The future adult, whose course may have been close to the average for a while, rebels in front of these prospects, they dream of a life like everyone else and their parents dreamed of. Finding a “place” is not a project. How to support the person and their family to build a chosen life project? 

 This picture is not very positive and rather describes situations of relative failure or those that are unsatisfactory. Fortunately, there are more successful stories that should be identified and analysed too. What made things go well in these examples?

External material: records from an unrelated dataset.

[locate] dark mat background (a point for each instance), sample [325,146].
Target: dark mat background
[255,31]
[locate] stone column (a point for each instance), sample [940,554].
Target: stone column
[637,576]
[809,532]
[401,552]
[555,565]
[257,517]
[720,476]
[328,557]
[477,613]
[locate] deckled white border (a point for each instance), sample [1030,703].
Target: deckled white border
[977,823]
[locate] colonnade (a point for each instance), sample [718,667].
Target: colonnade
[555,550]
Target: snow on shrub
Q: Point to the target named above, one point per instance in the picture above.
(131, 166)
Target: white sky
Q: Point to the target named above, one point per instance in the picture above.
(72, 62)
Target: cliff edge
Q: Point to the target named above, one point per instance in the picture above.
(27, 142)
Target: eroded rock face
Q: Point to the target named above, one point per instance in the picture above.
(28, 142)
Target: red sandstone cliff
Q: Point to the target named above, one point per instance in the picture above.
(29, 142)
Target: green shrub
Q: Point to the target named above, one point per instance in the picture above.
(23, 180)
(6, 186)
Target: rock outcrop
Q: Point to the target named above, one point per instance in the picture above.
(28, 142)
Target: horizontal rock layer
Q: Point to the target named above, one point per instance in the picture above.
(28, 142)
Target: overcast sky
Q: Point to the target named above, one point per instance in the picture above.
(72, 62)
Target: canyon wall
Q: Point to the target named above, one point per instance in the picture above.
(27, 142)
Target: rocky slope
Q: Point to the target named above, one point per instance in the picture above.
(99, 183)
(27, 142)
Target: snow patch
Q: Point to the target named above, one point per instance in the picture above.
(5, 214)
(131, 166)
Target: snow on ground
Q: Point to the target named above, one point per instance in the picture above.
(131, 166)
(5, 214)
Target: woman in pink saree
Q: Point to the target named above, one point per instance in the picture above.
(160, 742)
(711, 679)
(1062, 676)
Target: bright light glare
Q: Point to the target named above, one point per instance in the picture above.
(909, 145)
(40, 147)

Experiences abroad show that there are frameworks and solutions that take into account the wishes of the person and their abilities and skills and support to extend the areas in which they can exercise their freedom of choice, in a progressive self-determination process.

What to do next? 

  • With current knowledge, imagine possible futures with the necessary support.
  • Look at solutions in other countries without wanting to copy, because the cultural and social contexts can be very different.
  • Do not favour a solution but consider the diversity of situations.
  • Work with similar family associations to be stronger and pool possible solutions (shared housing, for example) .
  • Exchange and work with associations of rare diseases encountering difficulties similar to those we are experiencing (Angelman syndrome, Fragile X, etc.).
  • Make an appointment with your government institution to present a file with the status of the situation and request strong action and support towards the various actors of the caregiver sector, the national education system and disability support.
  • It is abnormal that the management of large associations dealing with disabled people, which display a very inclusive discourse are also reluctant to welcome people with PWS, or reject them as soon as the situation becomes difficult. These difficult situations are often linked to a lack of knowledge of PWS and insufficient resources put in place. For information, in Germany a training program of 150 hours is recommended and implemented for the facilities which accommodate a person with a PWS.
  • Support for families is also an essential element to develop, in ways to reflect on. The association does not feel legitimate today to offer training for families. There is a great void there to be filled.
  • Listening to the person, self-determination. We must also think about the accompaniment of people with PWS in a progressive evolution towards self-determination thought of as the progressive acquisition of possibilities of free choice in concrete fields. The development of ETP (Therapeutic Patient Education) programs by the Reference Center goes in this direction.

These few lines, very schematic, incomplete and sometimes caricatured, above all aim to contribute to a debate necessary to put in place a strategy for the years to come. In this debate, Prader-Willi France, must take the initiative.